|Abou-shanab, R A|
Submitted to: Soil Biology and Biochemistry
Publication Type: Peer Reviewed Journal
Publication Acceptance Date: 4/26/2006
Publication Date: 5/24/2006
Citation: Abou-Shanab, R.I., Angle, J.S., Chaney, R.L. 2006. Bacterial Inoculants Affecting Nickel Uptake by Alyssum murale From Low, Moderate and High Ni Soils. Soil Biology and Biochemistry. 38:2882-2889. Interpretive Summary: Our previous research had identified rhizobacteria which caused increased concentration of Ni in the shoots of Alyssum murale grown on Ni-rich serpentine soil when the seedling roots were inoculated with the bacteria at transplanting. This caused significantly higher annual Ni accumulation in plant shoots which could increase the value of this phytomining crop. The present tests were undertaken with nine selected strains of rhizosphere bacteria which caused increased shoot Ni concentration to see if inoculating the soil caused any change in soluble Ni or other elements. Three soils with low, medium and high Ni concentrations (Beltsville, MD, area control soil; Baltimore serpentine soils; Oregon serpentine soil) were tested. Although one strain had no affect on soil Ni solubility, eight other strains significantly increased soil solution Ni in the Ni rich soils. Growing Alyssum murale on the inoculated soils confirmed that the inoculation caused higher Ni concentration, but did not affect yield of the plants. These results show that bacteria are important for Ni hyperaccumulation and could potentially be developed as an inoculum for enhancing uptake during commercial phytoremediation or phytomining of Ni (Patent has been applied for).
Technical Abstract: Metal hyperaccumulator plants like Alyssum murale have a remarkable ability to hyperaccumulate Ni from soils containing mostly insoluble Ni.

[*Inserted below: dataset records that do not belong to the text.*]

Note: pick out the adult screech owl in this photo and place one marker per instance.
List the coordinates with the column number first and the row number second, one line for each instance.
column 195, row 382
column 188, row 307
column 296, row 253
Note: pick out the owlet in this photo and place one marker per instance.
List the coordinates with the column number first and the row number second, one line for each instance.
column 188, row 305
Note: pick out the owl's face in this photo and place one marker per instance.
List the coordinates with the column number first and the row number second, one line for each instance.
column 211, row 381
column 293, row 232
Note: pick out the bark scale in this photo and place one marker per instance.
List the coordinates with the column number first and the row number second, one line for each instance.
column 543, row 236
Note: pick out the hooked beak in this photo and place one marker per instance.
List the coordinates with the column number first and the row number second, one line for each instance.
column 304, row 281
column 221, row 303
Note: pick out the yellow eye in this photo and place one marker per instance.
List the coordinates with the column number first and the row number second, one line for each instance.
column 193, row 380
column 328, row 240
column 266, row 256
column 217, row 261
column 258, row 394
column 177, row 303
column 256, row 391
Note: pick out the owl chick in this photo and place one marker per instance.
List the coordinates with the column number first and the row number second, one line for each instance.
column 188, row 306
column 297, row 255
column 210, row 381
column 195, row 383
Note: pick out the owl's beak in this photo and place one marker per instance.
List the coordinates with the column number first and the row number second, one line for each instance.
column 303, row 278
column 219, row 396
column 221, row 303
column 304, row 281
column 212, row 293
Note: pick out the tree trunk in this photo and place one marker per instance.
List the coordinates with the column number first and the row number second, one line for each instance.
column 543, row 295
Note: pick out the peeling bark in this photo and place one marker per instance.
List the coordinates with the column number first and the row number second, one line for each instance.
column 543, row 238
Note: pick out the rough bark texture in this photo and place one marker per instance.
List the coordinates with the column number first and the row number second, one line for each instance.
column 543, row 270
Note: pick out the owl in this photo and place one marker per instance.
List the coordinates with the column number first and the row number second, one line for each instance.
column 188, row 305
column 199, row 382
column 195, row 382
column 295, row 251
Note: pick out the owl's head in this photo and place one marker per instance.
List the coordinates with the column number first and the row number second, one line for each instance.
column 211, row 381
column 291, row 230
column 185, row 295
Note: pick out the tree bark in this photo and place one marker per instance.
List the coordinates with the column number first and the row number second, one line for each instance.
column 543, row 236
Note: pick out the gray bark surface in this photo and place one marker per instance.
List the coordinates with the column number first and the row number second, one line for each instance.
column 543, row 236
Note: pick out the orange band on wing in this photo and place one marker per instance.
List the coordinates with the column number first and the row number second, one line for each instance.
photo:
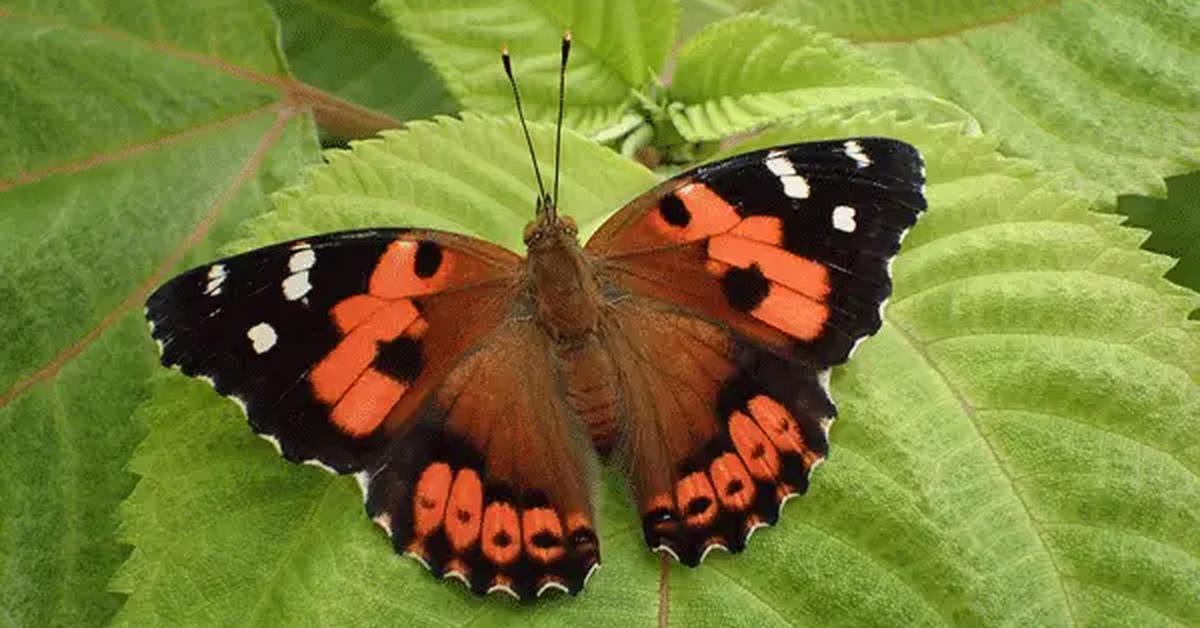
column 792, row 312
column 732, row 482
column 705, row 213
column 760, row 455
column 430, row 498
column 502, row 533
column 768, row 229
column 352, row 311
column 367, row 402
column 333, row 376
column 395, row 275
column 801, row 274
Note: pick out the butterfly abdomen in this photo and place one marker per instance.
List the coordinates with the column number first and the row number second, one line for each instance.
column 591, row 388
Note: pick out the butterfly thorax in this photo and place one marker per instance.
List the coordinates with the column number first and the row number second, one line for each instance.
column 568, row 305
column 563, row 285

We have shown some rhizobacteria increase the phytoavailability of Ni in soils, thus enhancing Ni accumulation by A. murale. Nine bacterial strains, originally isolated from the rhizosphere of A. murale grown in serpentine Ni-rich soil, were examined for their ability to solubilize Ni in different soils and for their effect on Ni uptake into Alyssum. Microbacterium oxydans AY509223; Rhizobium galegae AY509213; Microbacterium oxydans AY509219; Clavibacter xyli AY509236; Acidovorax avenae AY512827; Microbacterium arabinogalactanolyticum AY509225; M. oxydans AY509222; M. arabinogalactanolyticum AY509226 and M. oxydans AY509221 were added to low, moderate and high Ni-contaminated soils. M. oxydans AY509223 significantly increased Ni extraction by 10 mM Sr(NO3)2 from the high and medium soils and had no effect on Ni extraction from the low Ni soils. The other eight bacterial isolates significantly increased Ni extraction from all soils. There were no significant effects of bacterial inoculation on fresh and dry weight of A . murale shoots grown in the low and high Ni soils compared to an unamended control. M. oxydans AY509223 significantly increased Ni uptake of A. murale grown in the low, medium, and high soils by 36.1%, 39.3%, and 27.7%, respectively, compared with uninoculated seeds. M. oxydans AY509223 increased foliar Ni from the same soils from 82.9, 261.3 and 2829.3 mg/kg to 129.7, 430.7, and 3914.3 mg/kg, respectively, compared with uninoculated controls. These results show that bacteria are important for Ni hyperaccumulation and could potentially be developed as an inoculum for enhancing uptake during commercial phytoremediation or phytomining of Ni.